Anche il gruppo consiliare Appello per Gualdo interviene sulla questione Calai. Lo fa il capogruppo Brunello Castellani, con una sorta di comunicato stampa che sa di amarcord.
Volevo capire perchè mi era rimasto addosso un sapore così amaro – scrive il consigliere – Non poteva essere solo una scelta che reputo sbagliata, o l’impossibilità di un dialogo vero in Consiglio capace anche di emendare e migliorare proposte decisive per il futuro della città. C’era qualcosa di più e ripercorrendo il filo delle memorie del Calai è venuto in piena luce. Il sentimento della fine di una storia“.
C’è l’ospedale di Branca, c’è la certezza che la struttura originaria resterà, che sarà riaperta per i servizi del territorio e per il Germoglio, “ma tutto questo basta a giustificare la scelta che nega una storia?“.
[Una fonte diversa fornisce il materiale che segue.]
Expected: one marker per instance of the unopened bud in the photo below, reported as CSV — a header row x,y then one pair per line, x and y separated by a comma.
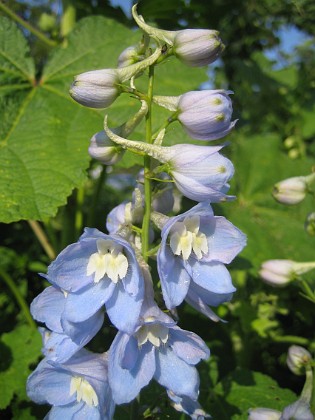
x,y
298,359
206,115
96,89
103,149
197,47
310,224
263,414
291,190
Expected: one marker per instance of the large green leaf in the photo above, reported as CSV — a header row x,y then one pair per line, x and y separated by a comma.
x,y
242,390
44,133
Castellani ripercorre la tappe dell’ex nosocomio gualdese, dalla donazione di monsignor Roberto Calai con l’inaugurazione del 1909, alla crescita esponenziale della struttura fino ad arrivare ad essere alla pari dei più perfetti ospedali d’Italia. “Nel corso di un secolo non solo le istituzioni pubbliche e le banche, ma anche tante famiglie gualdesi hanno generosamente contribuito affinché l’ospedale offrisse un servizio d’eccellenza e anche perché restasse qualcosa di cui andare fieri. Si potrebbe citare la grande tradizione della chirurgia, o l’epoca d’oro della pediatria o il centro recupero cardiopatici (primo nel centro-sud Italia) o, ancora, l’installazione del primo angiografo digitale nel nostro paese. Solo ricordando a caso e dimenticando le tantissime esperienze eccellenti di medici e operatori che hanno saputo misurarsi con le migliori innovazioni scientifiche e professionali.
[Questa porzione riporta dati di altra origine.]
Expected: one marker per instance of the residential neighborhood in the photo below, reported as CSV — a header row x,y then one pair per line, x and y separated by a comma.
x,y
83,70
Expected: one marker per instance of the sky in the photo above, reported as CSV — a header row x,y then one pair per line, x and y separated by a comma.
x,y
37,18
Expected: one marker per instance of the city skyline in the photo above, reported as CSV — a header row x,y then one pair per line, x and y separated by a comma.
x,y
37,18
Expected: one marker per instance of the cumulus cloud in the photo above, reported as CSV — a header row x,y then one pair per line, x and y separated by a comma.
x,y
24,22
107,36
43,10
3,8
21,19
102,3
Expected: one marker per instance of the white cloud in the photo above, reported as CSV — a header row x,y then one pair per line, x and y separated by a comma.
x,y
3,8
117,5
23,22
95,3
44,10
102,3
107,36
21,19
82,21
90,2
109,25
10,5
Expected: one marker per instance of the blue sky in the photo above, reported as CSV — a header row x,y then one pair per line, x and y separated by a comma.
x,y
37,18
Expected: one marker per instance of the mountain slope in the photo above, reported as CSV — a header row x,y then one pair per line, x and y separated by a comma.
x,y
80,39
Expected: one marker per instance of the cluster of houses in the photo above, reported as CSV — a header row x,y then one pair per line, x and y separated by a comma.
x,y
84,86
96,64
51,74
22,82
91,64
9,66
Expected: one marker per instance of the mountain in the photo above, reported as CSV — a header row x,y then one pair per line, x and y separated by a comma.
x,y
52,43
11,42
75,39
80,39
Quando il Calai è stato chiuso l’impegno con la città – continua Castellani – è stato quello di far rivivere in quell’area qualcosa, in ambito sanitario o sociosanitario, che avesse un ruolo almeno regionale se non nazionale. Qualcosa che offrisse posti di lavoro, ma soprattutto fosse in continuità con una storia tanto prestigiosa. Molte obiezioni si possono muovere rispetto alla scelta compiuta dal governo cittadino, a cominciare dalla demolizione di una parte del patrimonio senza avere in mano una perizia tecnica che dica quanto costerebbe consolidare, quanto costa abbattere e, insieme, quanto si perde. Ma forse la perdita maggiore è proprio la rinuncia a fare qualcosa che sia all’altezza di una importante storia centenaria. La rinuncia a qualcosa che ci riguarda tutti, profondamente, a qualcosa di cui continuare a essere fieri.